Written to be patient-friendly, ACA provisions seem to force providers to use trial and error billing procedures to get the reimbursements they deserve. With a focus on higher quality care, the ACA requires practices to bill for the quality, not the volume, of care given.

This feature confuses lay people, while often infuriating physicians and practice managers. Many providers believe these guidelines are not well-defined, mandating they use guesstimates of how to bill properly, placing timely reimbursement in jeopardy.

Payer and Claims Issues

The ACA targeted guidelines and operating rules to deliver improved reimbursement timing and revenue cycle management. However, as of January 2014, Electronic Remittance Advice (ERA) and Electronic Funds Transfer (EFT) bring more new rules that may not be defined clearly.

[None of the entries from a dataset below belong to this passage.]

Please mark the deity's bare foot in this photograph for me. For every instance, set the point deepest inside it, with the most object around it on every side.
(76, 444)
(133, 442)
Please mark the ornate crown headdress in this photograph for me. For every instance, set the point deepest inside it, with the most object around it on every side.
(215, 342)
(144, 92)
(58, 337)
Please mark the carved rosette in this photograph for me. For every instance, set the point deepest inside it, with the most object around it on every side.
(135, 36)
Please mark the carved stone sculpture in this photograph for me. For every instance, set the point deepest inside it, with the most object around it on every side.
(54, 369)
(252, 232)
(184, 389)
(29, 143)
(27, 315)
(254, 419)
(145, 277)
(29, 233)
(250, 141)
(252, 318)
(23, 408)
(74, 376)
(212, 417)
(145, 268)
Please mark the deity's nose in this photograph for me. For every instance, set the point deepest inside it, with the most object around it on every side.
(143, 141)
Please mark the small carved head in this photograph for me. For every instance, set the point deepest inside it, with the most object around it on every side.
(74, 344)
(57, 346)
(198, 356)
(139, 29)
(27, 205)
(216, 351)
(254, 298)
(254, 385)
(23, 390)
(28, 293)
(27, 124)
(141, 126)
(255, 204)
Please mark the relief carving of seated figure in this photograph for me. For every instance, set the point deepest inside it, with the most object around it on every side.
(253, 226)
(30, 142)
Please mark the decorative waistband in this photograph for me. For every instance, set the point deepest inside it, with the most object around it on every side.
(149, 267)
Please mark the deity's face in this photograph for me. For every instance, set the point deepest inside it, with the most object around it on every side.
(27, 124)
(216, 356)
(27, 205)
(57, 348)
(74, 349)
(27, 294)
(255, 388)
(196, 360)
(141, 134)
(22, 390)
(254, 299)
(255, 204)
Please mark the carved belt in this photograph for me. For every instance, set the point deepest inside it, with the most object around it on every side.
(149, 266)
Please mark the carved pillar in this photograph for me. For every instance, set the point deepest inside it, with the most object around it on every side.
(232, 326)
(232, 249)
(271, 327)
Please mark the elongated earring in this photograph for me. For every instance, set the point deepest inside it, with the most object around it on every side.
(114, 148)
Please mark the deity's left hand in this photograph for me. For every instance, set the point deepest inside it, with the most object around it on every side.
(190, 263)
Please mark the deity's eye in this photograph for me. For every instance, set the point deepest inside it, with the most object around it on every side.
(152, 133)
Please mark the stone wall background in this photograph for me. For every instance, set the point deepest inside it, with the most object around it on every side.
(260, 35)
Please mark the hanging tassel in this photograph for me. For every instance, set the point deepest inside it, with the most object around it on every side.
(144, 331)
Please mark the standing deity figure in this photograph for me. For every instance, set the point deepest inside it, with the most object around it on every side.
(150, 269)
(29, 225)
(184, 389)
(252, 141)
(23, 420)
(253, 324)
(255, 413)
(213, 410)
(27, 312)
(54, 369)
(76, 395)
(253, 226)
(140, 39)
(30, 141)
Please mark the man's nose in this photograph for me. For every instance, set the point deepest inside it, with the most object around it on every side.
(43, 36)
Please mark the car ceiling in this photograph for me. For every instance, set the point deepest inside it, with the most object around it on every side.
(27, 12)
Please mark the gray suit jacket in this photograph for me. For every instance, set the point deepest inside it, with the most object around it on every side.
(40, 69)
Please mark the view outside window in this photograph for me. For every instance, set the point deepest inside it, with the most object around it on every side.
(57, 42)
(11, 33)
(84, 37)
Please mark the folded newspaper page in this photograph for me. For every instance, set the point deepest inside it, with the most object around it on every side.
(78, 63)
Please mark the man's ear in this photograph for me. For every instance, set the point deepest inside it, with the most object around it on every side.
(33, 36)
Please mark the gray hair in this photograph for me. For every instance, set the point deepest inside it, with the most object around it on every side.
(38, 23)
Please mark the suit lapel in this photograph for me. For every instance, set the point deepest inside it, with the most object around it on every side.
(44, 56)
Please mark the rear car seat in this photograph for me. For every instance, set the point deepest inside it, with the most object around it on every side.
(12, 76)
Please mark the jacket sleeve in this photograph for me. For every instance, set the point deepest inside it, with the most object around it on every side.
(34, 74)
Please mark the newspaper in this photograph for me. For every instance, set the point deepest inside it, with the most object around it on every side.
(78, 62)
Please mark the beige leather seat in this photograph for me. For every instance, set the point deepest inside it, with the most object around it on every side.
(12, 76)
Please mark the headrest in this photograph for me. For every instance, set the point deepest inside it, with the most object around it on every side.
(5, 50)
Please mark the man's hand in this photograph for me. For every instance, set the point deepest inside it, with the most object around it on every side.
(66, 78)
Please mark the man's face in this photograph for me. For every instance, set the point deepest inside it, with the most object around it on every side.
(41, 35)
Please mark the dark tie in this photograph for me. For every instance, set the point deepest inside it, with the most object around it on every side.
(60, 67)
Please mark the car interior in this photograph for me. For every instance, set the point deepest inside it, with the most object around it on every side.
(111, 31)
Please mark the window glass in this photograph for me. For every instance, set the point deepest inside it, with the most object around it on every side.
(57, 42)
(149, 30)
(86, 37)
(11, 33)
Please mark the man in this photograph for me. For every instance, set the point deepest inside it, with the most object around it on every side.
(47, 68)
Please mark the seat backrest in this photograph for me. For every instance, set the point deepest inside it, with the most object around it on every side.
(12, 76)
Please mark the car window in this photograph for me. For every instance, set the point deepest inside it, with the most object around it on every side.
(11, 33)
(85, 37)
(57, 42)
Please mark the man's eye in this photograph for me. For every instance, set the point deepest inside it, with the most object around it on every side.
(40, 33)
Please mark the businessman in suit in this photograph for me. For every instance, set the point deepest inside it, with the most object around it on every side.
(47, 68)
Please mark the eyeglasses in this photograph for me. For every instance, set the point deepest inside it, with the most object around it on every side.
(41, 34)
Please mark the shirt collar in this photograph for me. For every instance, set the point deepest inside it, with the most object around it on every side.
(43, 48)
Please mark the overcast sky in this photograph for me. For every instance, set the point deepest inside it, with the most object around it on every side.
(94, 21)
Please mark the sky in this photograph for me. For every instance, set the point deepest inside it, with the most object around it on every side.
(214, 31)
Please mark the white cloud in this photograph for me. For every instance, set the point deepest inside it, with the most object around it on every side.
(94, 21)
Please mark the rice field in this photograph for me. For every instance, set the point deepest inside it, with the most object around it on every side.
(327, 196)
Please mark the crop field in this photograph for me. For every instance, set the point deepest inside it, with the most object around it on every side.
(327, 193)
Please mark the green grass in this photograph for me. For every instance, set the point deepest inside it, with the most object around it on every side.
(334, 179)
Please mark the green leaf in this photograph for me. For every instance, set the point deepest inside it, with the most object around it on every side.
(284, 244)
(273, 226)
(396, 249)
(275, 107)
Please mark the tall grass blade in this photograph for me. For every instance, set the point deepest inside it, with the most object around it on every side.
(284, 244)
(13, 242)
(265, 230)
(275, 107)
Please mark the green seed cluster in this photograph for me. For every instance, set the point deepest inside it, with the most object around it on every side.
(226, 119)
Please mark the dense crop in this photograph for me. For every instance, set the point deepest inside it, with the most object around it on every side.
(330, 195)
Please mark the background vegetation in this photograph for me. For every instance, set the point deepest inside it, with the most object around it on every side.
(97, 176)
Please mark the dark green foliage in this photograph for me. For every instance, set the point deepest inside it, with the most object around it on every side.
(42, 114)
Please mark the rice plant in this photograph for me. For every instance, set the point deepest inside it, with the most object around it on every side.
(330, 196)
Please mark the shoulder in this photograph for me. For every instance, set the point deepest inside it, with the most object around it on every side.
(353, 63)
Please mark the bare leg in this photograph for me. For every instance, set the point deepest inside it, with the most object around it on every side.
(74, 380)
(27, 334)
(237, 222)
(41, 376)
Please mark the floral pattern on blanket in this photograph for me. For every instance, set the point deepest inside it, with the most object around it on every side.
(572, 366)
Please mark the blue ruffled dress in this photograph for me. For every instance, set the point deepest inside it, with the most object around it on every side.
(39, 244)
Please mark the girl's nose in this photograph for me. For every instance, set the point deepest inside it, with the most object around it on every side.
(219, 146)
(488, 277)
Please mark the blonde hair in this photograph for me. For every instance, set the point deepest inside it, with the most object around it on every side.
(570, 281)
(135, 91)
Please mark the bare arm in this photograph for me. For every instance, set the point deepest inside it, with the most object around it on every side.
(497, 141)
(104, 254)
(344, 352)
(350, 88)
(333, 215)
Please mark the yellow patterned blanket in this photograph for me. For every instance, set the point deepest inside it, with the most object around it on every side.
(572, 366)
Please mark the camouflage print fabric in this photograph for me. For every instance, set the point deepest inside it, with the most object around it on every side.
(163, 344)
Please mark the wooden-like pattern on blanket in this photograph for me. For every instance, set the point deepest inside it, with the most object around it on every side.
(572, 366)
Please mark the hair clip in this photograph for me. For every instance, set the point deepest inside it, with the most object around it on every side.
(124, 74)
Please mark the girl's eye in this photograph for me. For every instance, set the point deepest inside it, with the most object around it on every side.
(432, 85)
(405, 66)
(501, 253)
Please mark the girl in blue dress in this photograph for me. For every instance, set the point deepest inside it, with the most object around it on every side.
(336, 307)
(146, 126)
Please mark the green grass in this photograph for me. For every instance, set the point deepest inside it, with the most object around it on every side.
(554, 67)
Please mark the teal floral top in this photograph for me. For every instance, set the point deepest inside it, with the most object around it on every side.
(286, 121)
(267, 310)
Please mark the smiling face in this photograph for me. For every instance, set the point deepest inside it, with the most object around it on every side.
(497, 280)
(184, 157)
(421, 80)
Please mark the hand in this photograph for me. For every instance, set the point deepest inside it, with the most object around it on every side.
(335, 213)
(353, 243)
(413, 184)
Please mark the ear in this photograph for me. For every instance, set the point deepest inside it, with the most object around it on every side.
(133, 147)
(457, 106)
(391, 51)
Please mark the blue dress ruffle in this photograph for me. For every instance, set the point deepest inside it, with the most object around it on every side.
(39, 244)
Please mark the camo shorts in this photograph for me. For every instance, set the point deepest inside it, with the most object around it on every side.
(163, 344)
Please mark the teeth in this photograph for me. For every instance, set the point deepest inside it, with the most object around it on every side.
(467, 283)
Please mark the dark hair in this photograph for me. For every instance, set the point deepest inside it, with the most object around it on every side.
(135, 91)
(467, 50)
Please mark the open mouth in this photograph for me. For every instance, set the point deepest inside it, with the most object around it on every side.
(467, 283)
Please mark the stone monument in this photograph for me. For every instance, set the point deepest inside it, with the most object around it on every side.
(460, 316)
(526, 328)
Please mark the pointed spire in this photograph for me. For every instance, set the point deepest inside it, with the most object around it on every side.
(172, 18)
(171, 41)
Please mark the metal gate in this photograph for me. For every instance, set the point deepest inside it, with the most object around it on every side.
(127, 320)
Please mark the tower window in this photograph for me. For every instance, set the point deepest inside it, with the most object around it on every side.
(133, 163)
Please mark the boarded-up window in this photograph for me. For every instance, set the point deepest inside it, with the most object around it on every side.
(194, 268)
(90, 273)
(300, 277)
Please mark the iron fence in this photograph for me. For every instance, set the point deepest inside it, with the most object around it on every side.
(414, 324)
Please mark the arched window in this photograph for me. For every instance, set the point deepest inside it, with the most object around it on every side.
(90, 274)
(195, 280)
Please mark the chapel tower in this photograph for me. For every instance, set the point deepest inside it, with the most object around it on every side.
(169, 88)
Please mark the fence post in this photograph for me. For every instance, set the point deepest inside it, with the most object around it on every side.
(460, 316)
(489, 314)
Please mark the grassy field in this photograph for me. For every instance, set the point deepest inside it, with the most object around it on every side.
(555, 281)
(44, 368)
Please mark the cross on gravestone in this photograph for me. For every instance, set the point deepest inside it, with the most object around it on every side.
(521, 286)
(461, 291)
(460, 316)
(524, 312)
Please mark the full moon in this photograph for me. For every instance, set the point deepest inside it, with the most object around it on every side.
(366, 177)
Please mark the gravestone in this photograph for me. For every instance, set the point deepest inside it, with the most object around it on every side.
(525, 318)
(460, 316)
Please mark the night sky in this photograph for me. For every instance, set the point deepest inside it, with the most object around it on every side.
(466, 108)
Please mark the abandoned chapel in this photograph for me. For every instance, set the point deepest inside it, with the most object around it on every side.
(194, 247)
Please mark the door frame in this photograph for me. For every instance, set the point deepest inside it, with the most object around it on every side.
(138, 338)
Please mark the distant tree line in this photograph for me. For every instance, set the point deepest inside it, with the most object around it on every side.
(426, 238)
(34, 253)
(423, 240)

Payers also face new operating rules for claims processing, including eligibility determination, which could further burden billing staff and practice managers. Critics believe the new rules will only increase the expense and confusion that result in billing errors and force claims resubmission.

According to the Healthcare Billing and Management Association publication, HBMA Billing, Congress targeted these revised technical guidelines to improve the claims processing and reimbursement process. The ultimate objective: “…adopt a single set of operating rules for each transaction, with the goal of creating as much uniformity in the implementation of the electronic standards as possible.”

Congress gave instructions that the Secretary of Health and Human Services (HHS) should codify the guidelines. The passage of HIPAA in 1996 signaled the dawn of the electronic age for health care. The passage of the ACA and its massive provisions expands this conversion, hopefully further streamlining the reimbursement process.

Regulatory Billing Burdens

Already causing Human Resource personnel in all industries to scratch their heads about how to bring their companies in compliance with the ACA, many medical providers believe “clarifying” new operating rules and guidelines increased the billing confusion, shifting the burden and risk of implementation to the practice and care providers.

Similar to the complaints from the banking industry, since the 1970s, that most new government regulations intended to police and protect bank transactions, such as backup withholding, shifted the burden—and cost—to implement these safeguards to the banks, not government enforcement agencies. Many physicians and practices, already displeased with the perceived added burden to comply, maintain that adding often ambiguous new operating rules might make accurate billing a nightmare as ACA implementation dates get closer.

The medical billing community needs to communicate closely with payers to minimize negative influences of the ACA and its operating rules, however burdensome they may be. As the transition to ICD-10 diagnosis and treatment codes necessitates effective re-training of billing staff, physicians and practice managers should consider adding ACA requirements, particularly electronic claims processing changes, to their training curriculum.